FormalPara Key Summary Points

Why carry out this study?

Activa mask is a novel device designed for in-office management of meibomian gland dysfunction.

Although positive short-term effects (30 min after a single mask session) of Activa mask have been already reported by our group in terms of improvement of both tear film parameters and ocular discomfort symptoms, no information is available on long-term results of multiple mask sessions.

What was learned from the study?

In patients with meibomian gland dysfunction, weekly serial sessions using the Activa mask significantly improved objective parameters of the ocular surface as well as subjective ocular discomfort symptoms.

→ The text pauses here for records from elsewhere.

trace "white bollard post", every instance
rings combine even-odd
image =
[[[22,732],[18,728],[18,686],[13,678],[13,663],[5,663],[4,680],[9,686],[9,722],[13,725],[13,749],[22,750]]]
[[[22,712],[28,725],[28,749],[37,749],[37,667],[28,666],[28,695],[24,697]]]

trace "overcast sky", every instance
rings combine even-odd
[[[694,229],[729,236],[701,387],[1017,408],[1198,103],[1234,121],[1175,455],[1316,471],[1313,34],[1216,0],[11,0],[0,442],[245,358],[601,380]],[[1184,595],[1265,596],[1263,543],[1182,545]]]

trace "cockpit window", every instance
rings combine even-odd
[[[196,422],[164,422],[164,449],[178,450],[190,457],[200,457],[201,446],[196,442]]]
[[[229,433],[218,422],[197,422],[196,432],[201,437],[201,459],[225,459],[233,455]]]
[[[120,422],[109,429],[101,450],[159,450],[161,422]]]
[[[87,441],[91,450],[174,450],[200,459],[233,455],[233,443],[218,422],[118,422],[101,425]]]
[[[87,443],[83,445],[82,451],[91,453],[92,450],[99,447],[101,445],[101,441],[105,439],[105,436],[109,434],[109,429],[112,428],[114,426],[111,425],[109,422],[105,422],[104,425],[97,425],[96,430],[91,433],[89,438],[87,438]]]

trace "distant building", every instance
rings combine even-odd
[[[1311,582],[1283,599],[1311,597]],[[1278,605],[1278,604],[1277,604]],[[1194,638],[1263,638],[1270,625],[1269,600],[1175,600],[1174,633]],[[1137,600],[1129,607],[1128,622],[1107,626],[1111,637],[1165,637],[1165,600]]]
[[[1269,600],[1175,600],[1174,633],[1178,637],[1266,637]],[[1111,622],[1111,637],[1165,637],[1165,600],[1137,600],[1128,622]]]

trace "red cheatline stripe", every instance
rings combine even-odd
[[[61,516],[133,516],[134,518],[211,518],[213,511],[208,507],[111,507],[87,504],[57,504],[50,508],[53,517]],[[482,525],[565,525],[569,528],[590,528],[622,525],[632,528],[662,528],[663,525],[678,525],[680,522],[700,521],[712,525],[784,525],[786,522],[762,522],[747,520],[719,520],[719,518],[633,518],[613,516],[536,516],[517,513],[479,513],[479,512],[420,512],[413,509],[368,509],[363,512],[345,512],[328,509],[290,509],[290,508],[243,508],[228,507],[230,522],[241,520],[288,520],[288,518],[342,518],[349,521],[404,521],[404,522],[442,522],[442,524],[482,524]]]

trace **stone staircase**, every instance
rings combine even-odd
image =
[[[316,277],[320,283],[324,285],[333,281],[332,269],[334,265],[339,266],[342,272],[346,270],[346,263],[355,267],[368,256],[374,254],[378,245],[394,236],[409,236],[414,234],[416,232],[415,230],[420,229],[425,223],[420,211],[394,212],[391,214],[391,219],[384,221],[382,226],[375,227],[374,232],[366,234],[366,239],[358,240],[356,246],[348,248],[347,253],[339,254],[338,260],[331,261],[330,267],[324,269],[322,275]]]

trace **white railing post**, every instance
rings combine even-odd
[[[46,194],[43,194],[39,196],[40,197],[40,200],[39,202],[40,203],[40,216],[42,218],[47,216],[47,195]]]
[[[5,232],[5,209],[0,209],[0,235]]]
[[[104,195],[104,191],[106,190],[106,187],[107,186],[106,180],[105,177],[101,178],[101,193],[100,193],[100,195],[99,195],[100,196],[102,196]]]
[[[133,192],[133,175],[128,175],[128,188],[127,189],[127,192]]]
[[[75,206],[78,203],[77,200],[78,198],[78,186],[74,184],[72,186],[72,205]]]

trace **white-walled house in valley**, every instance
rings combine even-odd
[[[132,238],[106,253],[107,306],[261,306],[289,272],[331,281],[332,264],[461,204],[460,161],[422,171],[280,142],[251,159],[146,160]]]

Use of Activa mask allowed patients not to take concomitant medications apart from tear substitutes (e.g., corticorsteroids) for the entire duration of the study.

Introduction

Dry eye is a chronic multifactorial disease of the ocular surface which affects millions of people worldwide, representing the most common conditions encountered in the routine ophthalmic practice [1]. Meibomian gland dysfunction (MGD), a chronic progressive condition characterized by terminal duct obstruction and/or changes in the quality/quantity of gland secretion, represents the main cause of evaporative DED and is therefore a growing area of interest and research [2, 3]. The goal of MGD treatment is to improve the flow of meibomian gland secretions by liquefying materials that otherwise cause obstruction and by stimulating the function of meibomian glands [4,5,6]. Apart from tear substitutes aiming at restoring the deficient lipid layer of the tear film, eyelid hygiene is the main conservative treatment and involves the use of warm compresses for the local application of heat followed by self-administered mechanical massage of the lid margin to help the release of meibum lipids into the tear film [3]. However, the efficacy of this therapy is often hampered for several reasons. First, patients often perceive eyelid hygiene as tedious and time-consuming, and this may result in poor compliance with treatment [7]. Second, it can be difficult for the patient to perform standardized maneuvers for a reproducible eyelid hygiene. In this regard, the main obstacle is the need for reheating the compresses every 2 min to maintain the therapeutic levels of heat. Furthermore, the mechanical force exerted on the eyelids varies considerably depending on both method employed and patient characteristics.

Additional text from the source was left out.